BEKAR nominato DELEGATO INPGI per il FRIULI VENEZIA GIULIA

MAURIZIO BEKAR 
nominato
DELEGATO INPGI
PER IL FRIULI VENEZIA GIULIA

Rappresenterà l'ente e terrà i rapporti con gli iscritti
tramite gli uffici dell'Assostampa
con cui è stata attivata una convenzione


Il collega freelance Maurizio Bekar è stato nominato delegato
- cioè rappresentante - dell'Inpgi per il Friuli Venezia Giulia. Avrà il compito di facilitare il rapporto tra i giornalisti e l'ente di previdenza dei giornalisti lavoratori autonomi, curando i contatti reciproci e promuovendo la conoscenza del rapporto assicurativo e dei servizi erogati dall’ente.

Bekar godrà del supporto operativo dell’Assostampa FVG, che opererà nell’ambito di un'apposita convenzione firmata con l’Inpgi. Gli incarichi sono già attivi.

Il Presidente dell’Inpgi, Roberto Ginex, su delega del Cda, ha infatti nominato a fine 2024 i Delegati territoriali dell’Ente. Il Cda aveva previsto che, dal 1° gennaio 2025, le attività di assistenza decentrata agli iscritti sul territorio fossero effettuate in ciascuna Circoscrizione dalla figura di un Delegato incaricato dall’Istituto.

Il Delegato territoriale Inpgi sostituisce la figura del vecchio Fiduciario e ha il compito di mantenere il contatto diretto e personale con gli iscritti sui territori, in cui si assiste ad una forte crescita di lavoro giornalistico svolto in forma autonoma.
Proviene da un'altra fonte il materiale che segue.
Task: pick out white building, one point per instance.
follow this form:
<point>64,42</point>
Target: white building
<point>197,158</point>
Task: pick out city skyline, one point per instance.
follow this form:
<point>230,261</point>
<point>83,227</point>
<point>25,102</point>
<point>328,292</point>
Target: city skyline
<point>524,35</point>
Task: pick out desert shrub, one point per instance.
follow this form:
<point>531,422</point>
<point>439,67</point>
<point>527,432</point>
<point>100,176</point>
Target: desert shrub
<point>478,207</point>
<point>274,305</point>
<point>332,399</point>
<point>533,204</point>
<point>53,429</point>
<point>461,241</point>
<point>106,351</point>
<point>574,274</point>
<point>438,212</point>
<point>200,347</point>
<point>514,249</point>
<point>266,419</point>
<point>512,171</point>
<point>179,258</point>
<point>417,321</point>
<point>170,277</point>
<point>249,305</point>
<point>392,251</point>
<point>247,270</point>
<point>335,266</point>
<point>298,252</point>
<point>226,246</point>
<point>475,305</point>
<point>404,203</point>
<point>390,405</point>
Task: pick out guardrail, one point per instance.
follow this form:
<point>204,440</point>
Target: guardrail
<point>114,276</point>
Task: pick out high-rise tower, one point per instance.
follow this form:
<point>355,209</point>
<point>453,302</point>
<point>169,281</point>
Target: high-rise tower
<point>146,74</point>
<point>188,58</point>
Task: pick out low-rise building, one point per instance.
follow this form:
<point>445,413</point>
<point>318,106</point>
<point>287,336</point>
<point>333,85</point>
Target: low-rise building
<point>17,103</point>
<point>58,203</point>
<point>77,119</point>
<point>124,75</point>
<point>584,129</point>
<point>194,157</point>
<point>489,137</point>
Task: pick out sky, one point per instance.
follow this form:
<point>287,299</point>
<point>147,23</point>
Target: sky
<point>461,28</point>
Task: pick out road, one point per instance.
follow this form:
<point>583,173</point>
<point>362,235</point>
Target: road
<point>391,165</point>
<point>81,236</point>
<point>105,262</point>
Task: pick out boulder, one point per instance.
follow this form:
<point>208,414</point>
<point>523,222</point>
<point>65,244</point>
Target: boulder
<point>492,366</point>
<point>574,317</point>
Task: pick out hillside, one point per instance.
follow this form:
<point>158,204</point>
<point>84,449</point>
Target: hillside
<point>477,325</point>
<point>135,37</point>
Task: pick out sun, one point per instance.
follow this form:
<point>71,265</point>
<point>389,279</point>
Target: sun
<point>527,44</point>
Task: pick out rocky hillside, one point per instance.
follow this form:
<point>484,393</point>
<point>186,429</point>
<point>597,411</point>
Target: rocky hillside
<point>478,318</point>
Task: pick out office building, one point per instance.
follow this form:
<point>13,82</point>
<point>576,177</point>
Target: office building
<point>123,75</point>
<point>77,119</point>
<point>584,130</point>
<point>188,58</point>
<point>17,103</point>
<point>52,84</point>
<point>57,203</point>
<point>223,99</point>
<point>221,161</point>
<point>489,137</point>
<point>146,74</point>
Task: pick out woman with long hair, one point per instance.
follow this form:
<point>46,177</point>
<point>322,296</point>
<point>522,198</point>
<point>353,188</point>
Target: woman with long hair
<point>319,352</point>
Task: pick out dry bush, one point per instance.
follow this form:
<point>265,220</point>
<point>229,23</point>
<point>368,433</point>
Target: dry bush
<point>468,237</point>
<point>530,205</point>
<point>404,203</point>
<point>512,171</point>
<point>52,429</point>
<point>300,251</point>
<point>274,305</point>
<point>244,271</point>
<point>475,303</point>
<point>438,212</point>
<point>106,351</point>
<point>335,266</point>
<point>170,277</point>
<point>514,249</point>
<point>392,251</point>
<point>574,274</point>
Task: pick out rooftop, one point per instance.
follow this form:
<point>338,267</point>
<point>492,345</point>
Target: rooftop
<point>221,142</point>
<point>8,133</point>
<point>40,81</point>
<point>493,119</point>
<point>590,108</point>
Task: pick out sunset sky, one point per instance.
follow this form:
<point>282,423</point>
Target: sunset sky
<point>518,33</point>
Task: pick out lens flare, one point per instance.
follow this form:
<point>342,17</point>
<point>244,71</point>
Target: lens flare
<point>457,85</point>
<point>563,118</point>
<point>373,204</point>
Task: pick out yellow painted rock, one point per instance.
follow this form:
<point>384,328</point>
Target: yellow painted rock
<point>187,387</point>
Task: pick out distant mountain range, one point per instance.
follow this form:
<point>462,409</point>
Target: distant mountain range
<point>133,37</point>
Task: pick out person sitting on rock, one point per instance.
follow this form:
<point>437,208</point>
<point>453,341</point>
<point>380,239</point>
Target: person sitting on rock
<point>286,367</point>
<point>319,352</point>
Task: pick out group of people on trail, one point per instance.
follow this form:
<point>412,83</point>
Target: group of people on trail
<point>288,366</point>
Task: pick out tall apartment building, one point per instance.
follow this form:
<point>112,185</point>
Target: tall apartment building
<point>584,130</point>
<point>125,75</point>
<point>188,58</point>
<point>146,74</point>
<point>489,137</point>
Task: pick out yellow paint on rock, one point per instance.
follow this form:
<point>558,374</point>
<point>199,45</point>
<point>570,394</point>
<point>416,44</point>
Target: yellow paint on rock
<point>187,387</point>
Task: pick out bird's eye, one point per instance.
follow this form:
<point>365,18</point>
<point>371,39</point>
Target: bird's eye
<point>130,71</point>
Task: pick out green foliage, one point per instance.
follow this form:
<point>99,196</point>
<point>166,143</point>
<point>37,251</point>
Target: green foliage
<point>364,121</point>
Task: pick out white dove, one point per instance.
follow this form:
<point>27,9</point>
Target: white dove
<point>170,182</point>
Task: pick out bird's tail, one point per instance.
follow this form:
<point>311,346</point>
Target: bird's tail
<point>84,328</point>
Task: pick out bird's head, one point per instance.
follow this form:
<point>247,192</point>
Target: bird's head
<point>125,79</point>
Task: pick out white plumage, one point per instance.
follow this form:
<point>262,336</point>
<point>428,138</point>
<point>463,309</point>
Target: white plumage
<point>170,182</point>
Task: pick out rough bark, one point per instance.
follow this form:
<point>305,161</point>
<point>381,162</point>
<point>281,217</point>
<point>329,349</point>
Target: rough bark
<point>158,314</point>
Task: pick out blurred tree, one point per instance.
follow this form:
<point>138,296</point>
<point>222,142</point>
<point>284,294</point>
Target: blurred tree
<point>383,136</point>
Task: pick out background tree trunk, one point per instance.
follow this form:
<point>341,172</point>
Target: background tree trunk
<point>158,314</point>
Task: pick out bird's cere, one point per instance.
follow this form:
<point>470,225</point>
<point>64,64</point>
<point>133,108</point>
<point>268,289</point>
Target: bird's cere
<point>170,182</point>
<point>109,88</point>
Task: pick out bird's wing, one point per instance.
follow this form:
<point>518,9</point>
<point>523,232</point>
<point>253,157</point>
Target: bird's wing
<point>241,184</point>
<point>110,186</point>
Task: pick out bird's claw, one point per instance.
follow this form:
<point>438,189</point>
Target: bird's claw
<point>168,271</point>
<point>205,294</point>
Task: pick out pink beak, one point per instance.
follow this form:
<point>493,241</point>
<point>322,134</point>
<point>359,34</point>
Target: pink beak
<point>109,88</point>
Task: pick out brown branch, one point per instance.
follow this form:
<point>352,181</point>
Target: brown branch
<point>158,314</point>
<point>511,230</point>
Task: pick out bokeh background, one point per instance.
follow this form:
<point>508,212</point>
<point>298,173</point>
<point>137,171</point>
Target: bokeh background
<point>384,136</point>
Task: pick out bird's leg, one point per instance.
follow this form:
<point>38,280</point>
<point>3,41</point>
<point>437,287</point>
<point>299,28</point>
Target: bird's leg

“La figura del Delegato presenta alcune novità rispetto a quella del Fiduciario a partire da un legame molto più diretto con l’Ente di previdenza" spiega il Presidente Ginex. Proprio per questo nella scelta dei nomi si è attinto in via preferenziale ai componenti del Consiglio Generale" (in cui Bekar è stato eletto nel Friuli Venezia Giulia nel maggio scorso n.d.r.). 

I Delegati si avvarranno del supporto logistico e amministrativo delle Associazioni Regionali di Stampa, secondo le modalità stabilite da apposite convenzioni.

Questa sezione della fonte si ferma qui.